Oder „Back to the Roots“. Jedenfalls kann es eigentlich nicht die Absicht eines Gerätehändlers sein, seine Kunden vom übereifrigen Konsum abzuhalten und doch reizt es mich nun, zur Feder zu greifen.

Im Facebook las ich von irgendeinem überdimensionierten Umhänge-Ding mit dem exklusiven Brandname „Bentley“. Füllt ein Fischer dieses Ding mit allem Möglichen und allem Unmöglichen wiegt er einige Kilo mehr und muss einen Rückenschaden befürchten. Das passende Fahrzeug dazu wurde auch gleich angeboten. Moll, moll.

Meine bescheidene Fliegenfischerweste hat Jahrzehnte auf dem Buckel und belastet mich beim Tragen nicht, habe mittlerweile festgestellt, dass ich wirklich nur das Wenige brauche, was ich auch in meinem Fliegenfischerbuch vorstellte. Aber noch mehr hat mich diese Luxusanpreisung an meine ersten, vielleicht die allerschönsten, Fischertage in meinem Leben erinnert. Es muss um 1950 herum gewesen sein.

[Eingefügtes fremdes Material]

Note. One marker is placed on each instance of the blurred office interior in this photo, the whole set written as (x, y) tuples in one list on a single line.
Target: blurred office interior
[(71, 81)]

Mittwochnachmittag. Schulfrei, der Samstagmittag gehörte den Wölfen und später den Pfadfindern. Wir wohnten an den Buchwiesen. Halbe Stunde Marschzeit zur Tramendstation Seebach. Ausrücken mit Bambusrute, einteilig, bog sich noch unter dem Tramdach. Fahrt mit der 14 zum Hauptbahnhof. Dort Marsch an die Limmat und von dort stetig nach oben zum Seebecken, immer prüfend, ob ein Egli oder ein paar Läugel herumschwammen und dort eben logisch, wenn auch verboten, einige Würfe mit dem Zäpfli und als Köder eine Made. Bis ich an der Rudolf Brun-Brücke ankam, hatte ich manchmal schon einige Fischli im Säckli. Dann auf der Brücke zum mittleren Pfeiler und so lange erfolgreich und ebenso verbotenerweise gefischt, bis ein Polizist kam und uns nett von dannen wies. Also, weiter an der Limmat nach oben und auf dem Weg zur Quaibrücke, vorbei an Brumanns Laden (die Mutter, die Erika Brumann, schenkte mir mal neue Maden, nachdem ich meine Büchse ungeschickt ins Wasser stiess, aber nur noch Batzen für den Rückweg mit dem Tram im Sack hatte) und laufend erfolgreich oder erfolglos wird wieder „Schwarz“ gefischt. Auf der Quaibrücke am zweiten Pfeiler aus Sicht vom Baur au Lac hatte es am meisten Läugel, die Limmat glitzerte unter der Wasseroberfläche silbrig. Nun ging’s erst richtig los, mit fischen und mit fangen. Aber nur so lange, bis halt wieder ein netter Polizist kam und uns Jungs den Garaus machte. Also, noch einen Versuch am Zürichsee, meist war dann der Fischbeutel schon schön voll. Was nun? Logisch zurück zur Rudolf Brun-Brücke, wo sich zum Glück grad kein Polizist zeigte usw. usf.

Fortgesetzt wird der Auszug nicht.